AWS Disaster Recovery: Pilot Light vs Warm Standby vs Multi-Site

Disaster recovery (DR) is one of those investments that feels wasteful until the moment you need it — and then it is the most valuable thing you have. The challenge is designing a DR strategy that provides adequate protection without spending more on the recovery infrastructure than the business it protects.

AWS makes DR more accessible than traditional on-premises approaches because you can provision recovery infrastructure on-demand and replicate data across Regions at low cost. But “accessible” does not mean “simple” — choosing the right DR strategy requires understanding the trade-offs between recovery speed, cost, and operational complexity.

Understanding RTO and RPO

Every DR strategy is defined by two metrics:

Recovery Time Objective (RTO) — How long can your application be unavailable? This is the maximum acceptable downtime from the moment of failure to full service restoration.

Recovery Point Objective (RPO) — How much data can you afford to lose? This is the maximum acceptable time period between the last backup/replication point and the failure event.

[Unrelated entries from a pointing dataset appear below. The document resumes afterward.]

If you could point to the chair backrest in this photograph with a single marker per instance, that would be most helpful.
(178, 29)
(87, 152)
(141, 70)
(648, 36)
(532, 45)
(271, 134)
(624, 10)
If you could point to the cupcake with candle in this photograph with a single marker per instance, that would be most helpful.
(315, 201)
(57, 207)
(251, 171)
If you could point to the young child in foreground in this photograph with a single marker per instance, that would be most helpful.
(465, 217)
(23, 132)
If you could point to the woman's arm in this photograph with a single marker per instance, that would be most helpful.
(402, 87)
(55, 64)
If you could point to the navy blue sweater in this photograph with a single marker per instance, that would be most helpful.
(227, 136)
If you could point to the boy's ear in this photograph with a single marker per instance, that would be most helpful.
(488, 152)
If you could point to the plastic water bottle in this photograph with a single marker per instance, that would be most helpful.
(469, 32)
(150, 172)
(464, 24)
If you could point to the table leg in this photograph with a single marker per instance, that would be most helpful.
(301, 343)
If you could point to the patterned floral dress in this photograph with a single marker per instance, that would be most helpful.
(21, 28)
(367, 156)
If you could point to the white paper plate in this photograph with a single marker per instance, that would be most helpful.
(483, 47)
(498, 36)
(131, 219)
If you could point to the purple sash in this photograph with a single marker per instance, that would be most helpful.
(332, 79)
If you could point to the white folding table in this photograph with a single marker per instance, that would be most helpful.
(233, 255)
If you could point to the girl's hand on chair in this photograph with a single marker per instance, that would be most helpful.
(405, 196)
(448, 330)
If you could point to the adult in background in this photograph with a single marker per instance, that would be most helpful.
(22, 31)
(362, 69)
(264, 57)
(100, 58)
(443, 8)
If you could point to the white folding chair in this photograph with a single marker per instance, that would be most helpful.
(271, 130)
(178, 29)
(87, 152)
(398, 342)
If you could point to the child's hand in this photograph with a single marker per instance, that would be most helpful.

Requirement	RTO	RPO	Typical Use Case
Relaxed	24 hours	24 hours	Internal tools, batch processing
Standard	4 hours	1 hour	Business applications, websites
Aggressive	1 hour	15 minutes	E-commerce, SaaS platforms
Near-zero	Minutes	Seconds	Financial services, healthcare, real-time systems

RTO and RPO should be defined by business stakeholders, not engineers. The question is not “how fast can we recover?” but “how fast must we recover to avoid unacceptable business impact?”

The Four DR Strategies

AWS defines four DR strategies, each balancing cost against recovery speed:

Strategy 1: Backup and Restore

The simplest and cheapest strategy — back up your data to another Region and restore it when needed.

How it works:

Normal:    Primary Region (active) → Cross-region backup to S3/snapshots
Disaster:  Launch new infrastructure from backups in DR Region

Implementation:

AWS Backup with cross-Region copy rules for RDS, DynamoDB, EBS, and EFS
S3 cross-Region replication for object storage
CloudFormation/CDK/Terraform templates stored in version control to recreate infrastructure
AMIs copied to DR Region for EC2-based workloads

RTO: 4-24 hours (time to provision infrastructure + restore data) RPO: 1-24 hours (depends on backup frequency) Cost: Lowest — you only pay for backup storage in the DR Region during normal operations. Compute costs are zero until failover.

Best for: Non-critical workloads, development environments, applications where multi-hour downtime is acceptable.

Strategy 2: Pilot Light

A minimal version of your production environment runs in the DR Region at all times — just enough to keep data replicated and core services warm.

How it works:

Normal:    Primary Region (active) + DR Region (database replicas only)
Disaster:  Scale up DR Region infrastructure around existing replicas

Implementation:

RDS cross-Region read replicas running in DR Region
DynamoDB Global Tables for NoSQL data
S3 cross-Region replication
Core networking (VPC, subnets, security groups) pre-provisioned
Compute infrastructure NOT running — provisioned only during failover via automation

RTO: 1-4 hours (time to scale up compute and promote database replicas) RPO: Minutes to seconds (continuous replication) Cost: Low — you pay for database replicas and networking but not for compute during normal operations. The “pilot light” (database replicas) runs continuously at reduced capacity.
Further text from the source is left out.